Author: R.Maekura (ryomaekura@g.ecc.ut-kyo.ac.jp) \
This notebook is based on the following paper. It provides a `QAX` implementation of the part of the Fock state preparation that is optimized using reinforcement learning. \
V.V.Sivak et.al., "Model-Free Quantum Control with Reinforcement Learning", Phys.Rev.X 12, 011059 – Published 28 March, 2022 \
https://journals.aps.org/prx/abstract/10.1103/PhysRevX.12.011059

## Import package

In [1]:
import sys
sys.path.append("/home/users/u0001529/ondemand/qax-project")

import jax
import jax.numpy as jnp
from flax import nnx
import optax

import qax
from qax import state
from qax import operator as op
from qax.utils import linalg
from qax.utils import device

## Environment

In [None]:
class FockEnv:
    def __init__(self, sys_dim: int, target_state: StateVector) -> None: 
        '''

        '''
        self.sys_dim = sys_dim
        self.target_state = target_state

    def reset(self):
        """
        Reset at the beginning of an episode.
        - Return to the vacuum state
        - Set the step counter to 0
        Returns:
            observation: Observation returned to the agent
        """
        # initialization
        self._state = op.vacuum(self.sys_dim)
        self._step_count = 0

        # Return the observation
        observation = jnp.array([self._step_count], dtype=jnp.float32)
        return observation

    def step(self, action):
        """
        Apply a gate for one step.
        Args:
            action: Action output by the agent (parameters for Displacement/SNAP gates)

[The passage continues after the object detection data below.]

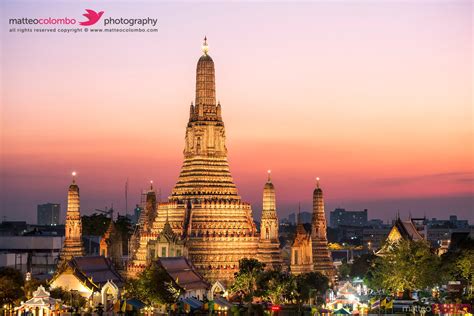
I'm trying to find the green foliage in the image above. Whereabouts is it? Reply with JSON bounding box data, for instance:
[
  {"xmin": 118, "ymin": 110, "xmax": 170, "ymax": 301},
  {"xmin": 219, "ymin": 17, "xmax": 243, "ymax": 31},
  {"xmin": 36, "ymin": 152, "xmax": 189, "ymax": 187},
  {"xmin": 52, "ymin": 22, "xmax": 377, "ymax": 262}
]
[
  {"xmin": 0, "ymin": 267, "xmax": 24, "ymax": 305},
  {"xmin": 337, "ymin": 262, "xmax": 352, "ymax": 280},
  {"xmin": 440, "ymin": 245, "xmax": 474, "ymax": 299},
  {"xmin": 368, "ymin": 239, "xmax": 441, "ymax": 292},
  {"xmin": 82, "ymin": 213, "xmax": 110, "ymax": 236},
  {"xmin": 349, "ymin": 253, "xmax": 376, "ymax": 279},
  {"xmin": 115, "ymin": 215, "xmax": 133, "ymax": 255},
  {"xmin": 126, "ymin": 261, "xmax": 183, "ymax": 305},
  {"xmin": 23, "ymin": 278, "xmax": 46, "ymax": 300},
  {"xmin": 258, "ymin": 270, "xmax": 296, "ymax": 304},
  {"xmin": 49, "ymin": 287, "xmax": 87, "ymax": 309},
  {"xmin": 0, "ymin": 267, "xmax": 24, "ymax": 306},
  {"xmin": 295, "ymin": 272, "xmax": 329, "ymax": 304},
  {"xmin": 230, "ymin": 258, "xmax": 265, "ymax": 302}
]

        - Create a Displacement gate using parameters alpha_real, alpha_imag
        - Create a SNAP gate using the parameters phi

        action format:
        [alpha_real, alpha_imag, phi_0, phi_1, ..., phi_(N-1)]
        Total (N + 2) dimensions

        Apply the unitary operator:
        U = D^\dagger(alpha) * SNAP(phi_0,...,phi_{N-1}) * D(alpha)

        Returns:
            observation: Observation of the next state
            reward: The reward
            done: Episode termination flag
            info: Debugging information (dict)
        """
        # Create Displacement and SNAP gates from alpha, phi and apply the composite gate
        alpha_real = action[0]
        alpha_imag = action[1]
        alpha = alpha_real + 1j * alpha_imag

        # Create the Displacement gate
        D_op = qt.displace(self.N, alpha)

        # Create the SNAP gate: apply independent parameters for each energy level
        phi_list = action[2:]  # Assumes shape is (N,)
        snap_diag = np.exp(1j * phi_list)    # 1D array of shape (N,)
        snap_mat = np.diag(snap_diag)        # Diagonal matrix of shape (N,N)

        SNAP_op = qt.Qobj(snap_mat, dims=[[self.N], [self.N]])

        # --- Composite gate U = D^\dagger * SNAP * D ---
        # Since D^\dagger(alpha) = D(-alpha), in qutip this can be written as:
        #   D_op.dag() or displace(N, -alpha)
        D_dagger = D_op.dag()  # In qutip, displace(N, alpha).dag() == displace(N, -alpha)
        U_step = D_dagger * SNAP_op * D_op

        # Apply the gate to the current state
        self._state = U_step * self._state

        # Advance the step
        self._step_count += 1

        # Termination check
        done = (self._step_count >= self.T)

        if done:
            # Calculate reward at the end of the episode: overlap (fidelity) with the Fock state
            fidelity = qt.fidelity(self._state, self._target_state)
            if np.random.rand() < fidelity:
                reward = 1.0
            else:
                reward = -1.0
        else:
            # Reward is 0 while the episode continues
            reward = 0

        # Return the observation
        observation = np.array([self._step_count], dtype=np.float32)  # Return the step count as the observation

        # info returns debugging information
        info = {}

        return observation, reward, done, info    

In [None]:
class PolicyNetwork(nnx.Module):
    '''

    '''
    def __init__(self, obs_dim: int, action_dim: int, hidden_dim: int) -> None:
        """
        Args:
            obs_dim (int): Dimension of the observation.
            action_dim (int): Dimension of the action.
            hidden_dim (int): Dimension of the hidden layers and LSTM state.
        """
        super().__init__()
        self.obs_dim = obs_dim
        self.action_dim = action_dim
        self.hidden_dim = hidden_dim

        # --- Network Layers ---
        # LSTM layer to process sequences of observations
        self.lstm = nn.LSTM(obs_dim, hidden_dim, batch_first=True)

        # Fully connected layers to process the LSTM's output
        self.fc1 = nn.Linear(hidden_dim, hidden_dim)
        self.mean_layer = nn.Linear(hidden_dim, action_dim)

        # Learn a single log_std parameter for each action dimension
        self.log_std = nn.Parameter(torch.zeros(action_dim))